Another feature will be the growth of leisure. Golf is a wonderful absorber of leisure time: I'm told by a colleague over from the States that he reckons it is impossible to get round a US course in less than four hours, given the regimented way the game is organised. (On many courses, your must travel in a golf cart round a specified track - you are not allowed to walk anymore.) Expect sports that successfully absorb a lot of leisure time to carry on growing - golf is a prime example.
Another feature will be globalisation and in particular the rise of East Asia as a dominant economic region. Golf is already strongly established in Japan and is now rapidly conquering the rest of the third time zone. Its particular attraction there is that it needs a lot of space. So in countries that are short of space relative to the population, golf becomes a particularly elite sport. This top-of-the-market image will propel it much faster in the newly-rich economies of the region. But Asia has up to now lacked stars to lift the game's profile. Now it has one. Tiger Woods, half-Thai, is the ideal symbol for golf in Asia.
Another feature that will dominate the next century leads on from this. There has, in the last 20 years, been a rise in differentials of income and wealth in many countries. Expect that to become more evident, not so much in the present developed world, but as a result of the growing importance of the newly-industrialised countries, in particular China, where wealth differentials are very large indeed. Golf has been prospering in part because it is an expensive game, a game of the elite. What is, however, only just beginning to show through is the rising importance of elite (or at least elitish) values: life-styles that spread down from the top rather than push upwards from the bottom. For the second half of this century life styles have welled-up from the mass market -- think of jeans or fizzy drinks. A century ago they descended from above. Expect a return to that pattern, where fashion is in the hands of the elite. Golf has been successful in terms of its growth, but it has not been a fashionable game: it will be in the future.
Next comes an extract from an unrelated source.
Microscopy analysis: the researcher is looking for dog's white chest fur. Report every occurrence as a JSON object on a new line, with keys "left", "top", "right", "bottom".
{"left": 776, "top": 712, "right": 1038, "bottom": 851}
But perhaps the most dominant force of the first half of the next century will be the ageing of the developed world. Golf again is the ideal game for the burgeoning not-quite-so-young leisured class. You might imagine that ageing will increase the demand for older sports stars, and to some extent it will. But older people do not necessarily want people of their own age as their heroes. How wonderful that there should be someone of the next generation but one coming on now to inspire them. In any case, a golf star of any age will attract more attention than a star of a youth sport like, say, a sky-diving or mountain-biking.
Finally, you would expect an older developed world to show signs of wanting to embrace "older values": a desire for order rather than license, for tried-and-trusted remedies rather than experimental ones, for calm rather than chaos. There are other calm sports, but few can surely boast the same standards of good behaviour among the fans. Golf louts? Hardly.
And of course the wonderful thing about Tiger Woods is that he lifts standards of behaviour among celebrities. No rackets being thrown, no hotel rooms being trashed, no rows with the umpire, and certainly no indiscretions on Sunset Boulevard. He plays to this new world of older values.
Those values will show through increasingly in politics. It is fascinating that already people are suggesting that this young man, just 21, will some day become president of the United States. Who can know, but at least it is not an absurd suggestion. If that were to happen, 20 or 30 years from now, think of the implications for politics: that voters want people to represent them who are decent, hard-working, focused, honourable - plus, of course, famous and rich.